The book has a well-organized structure, consisting of a preface, and ten chapters. The chapter titles are as follows: 1. The Calling of the Preacher; 2. Getting a Message; 3. Patterns in Sermons; 4. Collecting Supportive Material; 5. Organizing Material; 6. Polishing the Sermon; 7. What to Do while Preaching; 8. Coordinating with the Rest of the Service; 9. Feedback; 10. Essential Resources for Preaching. Each chapter was organized by a homiletician, begins with a brief introduction, followed by the following sections: Goals, Instructions, Things Encouraged And Discouraged, Best Answers to Questions, Conclusion, and Bibliography. Some of these chapter sections may also have sub-sections.
Even though one contributor organized the chapters, there are an abundance of quotations from other professors and clergy in each chapter. Readers will find themselves inspired and most likely even provoked by these quotations; which may well lead preachers to further dialogue, debate, study and practice.
Here are three examples of quotations cited: In chapter three, Patterns in Sermons, organized by Professor Thomas G. Long, he cites the following quotation from William Sloane Coffin: “It is a good idea to keep making fresh what is familiar. For example, preach a series on the Lord’s Prayer, the Sunday liturgy, or the Twenty-Third Psalm.” (p. 49)
Chapter five, Organizing Material, organized by Professor John S. McClure cites the following quotation from Barbara Lundblad: “I encourage preachers to be guided by the form of the Scripture itself. Scripture offers at least the following shapes: visual images, narratives, parables, letters, prayers, songs, conversations, laments, teachings, oracles, visions, and more.” (p. 70)
The catchy title of chapter seven, What to Do while Preaching, organized by Professor Mitties McDonald de Champlain, cites the following quotation from Fred Craddock: “Once the sermon begins, the total self becomes servant of that message—the voice, the face, the hands, the mind, the emotions, the imagination. All one is and has is burned as fuel in the preaching. One is aware of everything and of nothing. The message is delivered by re-experiencing it in public, and when it is finished, one is both exhausted and exhilarated.” (p. 115)

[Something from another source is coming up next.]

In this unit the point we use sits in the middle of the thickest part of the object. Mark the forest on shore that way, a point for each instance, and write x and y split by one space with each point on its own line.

After reading the final chapter, Essential Resources for Preaching, organized by Professor Thomas E. Ridenhour—I realized how dated this volume is. Although Professor Ridenhour offers some excellent resources for preaching, nonetheless since 1998, when this work was published, there has come into the forefront a wealth of resource material for preaching on the Internet—none of which the author cites in this chapter.
In conclusion, I do recommend this volume, with the qualifier that it needs to be remembered there are limitations for contemporary preachers insofar as the work omits significant resources widely available online.